Updated 2011-11-18 22:46:54 by AMG

How do you delete one line from a file?

What kind of file are you talking about? There aren't, in general, lines in MP3 files, or GIF files, etc. In fact, most operating systems today don't have operating system calls that deal in lines. Instead, they come with what I have named, at times, "meta-read" functions - pieces of code which read in chunks of bytes from a file, and then, depending on the function's intention, add some code implementing a common interpretation of some of those bytes.

Most people, asking this particular question, are really asking

"Assume that I have a plain, traditional, text file containing 7 bit ASCII characters, where newline character indicates the end of a "line". How can I delete one of those "lines"?"

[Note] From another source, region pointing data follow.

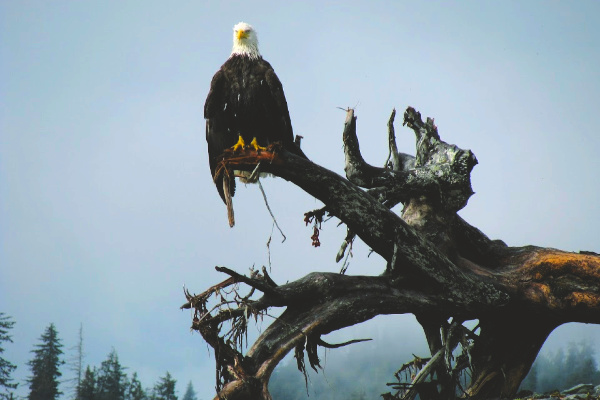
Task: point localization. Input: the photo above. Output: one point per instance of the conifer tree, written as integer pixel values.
(190, 393)
(111, 379)
(6, 367)
(136, 391)
(43, 383)
(165, 388)
(87, 388)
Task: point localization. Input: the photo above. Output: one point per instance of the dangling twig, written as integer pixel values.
(269, 208)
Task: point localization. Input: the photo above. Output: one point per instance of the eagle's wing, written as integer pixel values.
(217, 135)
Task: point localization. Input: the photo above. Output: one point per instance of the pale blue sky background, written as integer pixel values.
(106, 202)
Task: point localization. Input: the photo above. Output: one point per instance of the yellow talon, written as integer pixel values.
(240, 144)
(254, 144)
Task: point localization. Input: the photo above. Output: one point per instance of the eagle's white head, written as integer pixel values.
(245, 41)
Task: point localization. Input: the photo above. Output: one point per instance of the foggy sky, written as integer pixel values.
(106, 202)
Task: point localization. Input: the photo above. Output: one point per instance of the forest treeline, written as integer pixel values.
(565, 367)
(108, 381)
(363, 374)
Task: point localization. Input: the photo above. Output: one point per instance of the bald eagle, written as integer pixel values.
(245, 105)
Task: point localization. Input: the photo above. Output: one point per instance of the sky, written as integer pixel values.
(106, 202)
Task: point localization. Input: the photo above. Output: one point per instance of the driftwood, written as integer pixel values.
(438, 267)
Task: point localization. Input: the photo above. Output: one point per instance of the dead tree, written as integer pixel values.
(438, 267)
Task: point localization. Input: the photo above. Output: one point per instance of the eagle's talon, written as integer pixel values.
(240, 144)
(255, 145)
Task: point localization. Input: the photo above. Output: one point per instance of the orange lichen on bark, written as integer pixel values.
(555, 262)
(558, 280)
(584, 299)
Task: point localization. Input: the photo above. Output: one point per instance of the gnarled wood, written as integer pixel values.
(437, 267)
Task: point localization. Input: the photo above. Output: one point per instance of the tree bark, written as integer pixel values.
(438, 267)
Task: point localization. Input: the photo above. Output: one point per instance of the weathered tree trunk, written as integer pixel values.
(438, 267)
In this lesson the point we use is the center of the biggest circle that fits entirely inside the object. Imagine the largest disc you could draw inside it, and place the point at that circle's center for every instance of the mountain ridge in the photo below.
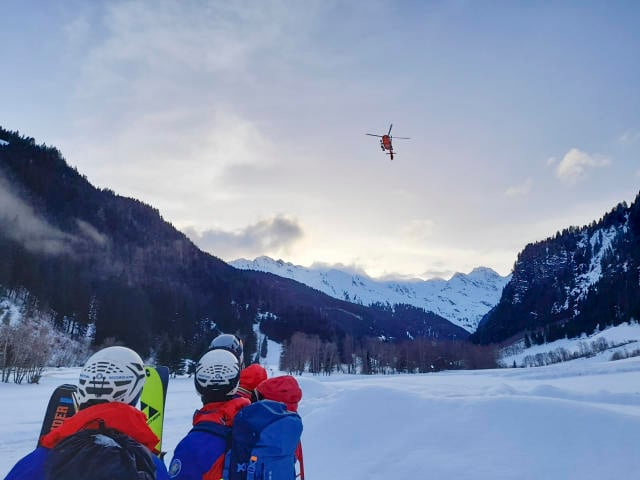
(463, 299)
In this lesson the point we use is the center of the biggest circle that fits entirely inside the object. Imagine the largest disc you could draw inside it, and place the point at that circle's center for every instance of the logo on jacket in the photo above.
(175, 467)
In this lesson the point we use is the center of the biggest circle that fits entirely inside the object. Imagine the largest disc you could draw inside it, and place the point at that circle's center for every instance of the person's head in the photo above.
(250, 377)
(217, 376)
(283, 389)
(113, 374)
(231, 343)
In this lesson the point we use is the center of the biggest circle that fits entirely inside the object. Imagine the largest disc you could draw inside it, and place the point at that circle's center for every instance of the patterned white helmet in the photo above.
(217, 375)
(113, 374)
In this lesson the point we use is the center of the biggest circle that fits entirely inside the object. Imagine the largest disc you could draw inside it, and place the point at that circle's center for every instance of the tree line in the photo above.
(373, 355)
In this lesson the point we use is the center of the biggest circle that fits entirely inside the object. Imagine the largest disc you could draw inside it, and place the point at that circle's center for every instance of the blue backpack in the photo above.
(264, 438)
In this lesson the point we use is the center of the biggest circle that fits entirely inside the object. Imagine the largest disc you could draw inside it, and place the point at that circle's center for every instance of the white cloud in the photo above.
(24, 225)
(630, 136)
(418, 230)
(271, 236)
(519, 190)
(575, 164)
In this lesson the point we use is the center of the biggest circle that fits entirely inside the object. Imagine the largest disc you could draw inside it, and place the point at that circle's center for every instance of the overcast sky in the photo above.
(244, 122)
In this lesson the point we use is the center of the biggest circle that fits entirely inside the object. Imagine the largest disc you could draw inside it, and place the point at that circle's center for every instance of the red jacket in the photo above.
(118, 416)
(284, 389)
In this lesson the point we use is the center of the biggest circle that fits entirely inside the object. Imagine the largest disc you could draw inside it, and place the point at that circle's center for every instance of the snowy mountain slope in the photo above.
(578, 420)
(573, 282)
(463, 300)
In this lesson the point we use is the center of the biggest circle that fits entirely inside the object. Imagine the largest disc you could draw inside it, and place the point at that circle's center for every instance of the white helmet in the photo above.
(113, 374)
(217, 375)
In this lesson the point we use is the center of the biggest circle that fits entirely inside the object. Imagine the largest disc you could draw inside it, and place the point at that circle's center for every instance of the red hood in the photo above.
(118, 416)
(220, 412)
(250, 377)
(283, 389)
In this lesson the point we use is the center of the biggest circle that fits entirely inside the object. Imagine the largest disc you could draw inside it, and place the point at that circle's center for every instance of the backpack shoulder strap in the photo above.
(213, 428)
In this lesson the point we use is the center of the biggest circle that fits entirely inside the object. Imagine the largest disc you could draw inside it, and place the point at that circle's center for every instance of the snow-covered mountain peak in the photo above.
(463, 300)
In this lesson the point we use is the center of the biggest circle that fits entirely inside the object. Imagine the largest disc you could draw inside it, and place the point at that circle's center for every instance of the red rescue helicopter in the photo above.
(385, 141)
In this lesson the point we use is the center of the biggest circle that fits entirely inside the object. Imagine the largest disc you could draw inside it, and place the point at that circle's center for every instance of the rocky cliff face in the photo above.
(578, 280)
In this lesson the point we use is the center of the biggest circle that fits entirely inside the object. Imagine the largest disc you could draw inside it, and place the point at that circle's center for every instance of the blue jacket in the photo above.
(203, 448)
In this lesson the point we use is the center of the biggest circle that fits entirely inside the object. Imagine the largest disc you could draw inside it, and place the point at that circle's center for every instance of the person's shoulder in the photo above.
(161, 469)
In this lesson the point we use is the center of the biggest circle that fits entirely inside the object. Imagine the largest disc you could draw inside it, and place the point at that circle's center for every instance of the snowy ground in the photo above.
(623, 339)
(576, 420)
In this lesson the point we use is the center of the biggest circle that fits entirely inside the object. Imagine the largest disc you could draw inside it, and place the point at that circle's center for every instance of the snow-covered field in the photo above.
(575, 420)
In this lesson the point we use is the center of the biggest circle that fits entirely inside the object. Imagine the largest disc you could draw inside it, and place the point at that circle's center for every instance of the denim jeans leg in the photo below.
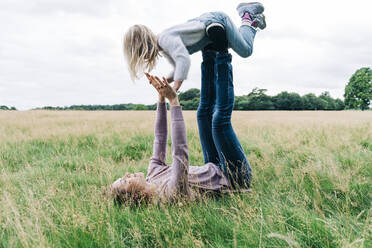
(206, 106)
(233, 161)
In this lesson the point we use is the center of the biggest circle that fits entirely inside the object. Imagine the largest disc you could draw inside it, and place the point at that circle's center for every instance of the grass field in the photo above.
(312, 182)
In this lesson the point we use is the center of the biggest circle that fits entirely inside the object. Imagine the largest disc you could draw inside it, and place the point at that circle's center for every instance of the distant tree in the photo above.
(140, 107)
(331, 104)
(340, 105)
(255, 100)
(358, 92)
(310, 101)
(288, 101)
(190, 104)
(189, 95)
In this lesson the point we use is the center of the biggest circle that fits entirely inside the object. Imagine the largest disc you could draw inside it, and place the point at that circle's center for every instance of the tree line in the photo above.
(3, 107)
(358, 95)
(257, 99)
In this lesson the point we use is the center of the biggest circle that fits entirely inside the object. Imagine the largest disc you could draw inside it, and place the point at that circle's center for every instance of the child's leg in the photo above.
(206, 106)
(232, 159)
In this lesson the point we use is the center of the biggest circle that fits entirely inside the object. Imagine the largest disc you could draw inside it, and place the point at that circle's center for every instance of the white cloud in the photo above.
(66, 52)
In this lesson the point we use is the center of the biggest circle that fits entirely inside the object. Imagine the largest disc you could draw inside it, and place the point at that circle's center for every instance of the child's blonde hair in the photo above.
(140, 50)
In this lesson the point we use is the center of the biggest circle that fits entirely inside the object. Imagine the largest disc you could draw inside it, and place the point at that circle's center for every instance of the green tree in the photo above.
(331, 104)
(358, 92)
(288, 101)
(189, 95)
(140, 107)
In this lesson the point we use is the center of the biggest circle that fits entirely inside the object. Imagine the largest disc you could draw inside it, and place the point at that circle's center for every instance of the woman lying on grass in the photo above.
(226, 170)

And honestly, I really believe that's what is being asked. So the following attempts to address that specific interpretation of this question.

Here's an example:
    set tmpname /tmp/something

    set source [open $filename]
    set destination [open $tmpname w]
    set content [read $source]
    close $source
    set lines [split $content \n]
    set lines_after_deletion \
       [lreplace $lines $line_number_to_remove $line_number_to_remove]
    puts -nonewline $destination [join $lines_after_deletion \n]
    close $destination
    file rename -force $tmpname $filename

Note, however, that in this case, what you are doing is reading the entire file and writing out the entire file, counting lines.

RS: Here is a case where awk is simpler than if we do it in Tcl. Say, you want all but the 4th line:
 gawk 'NR!=4' infile > outfile

sed is also a candidate:
 sed -n -e "4!p" infile > outfile

[Anyone know a more concise (-n-less?) way to achieve the same?]

AMG: Here ya go:
 sed 4d infile > outfile

You tried too hard. :^) This is even simpler than your awk version. Sed is a wonderful thing... too bad it's a write-only language. [1] [2]

To modify the original file, rather than creating a new file, do either of the following:
 sed 4d infile > tmpfile && mv tmpfile infile

 sed -i 4d infile

The latter only works with recent versions of GNU sed, but it can be quite handy, especially when dealing with multiple files. It internally uses temporary files, which is a good thing as I note below.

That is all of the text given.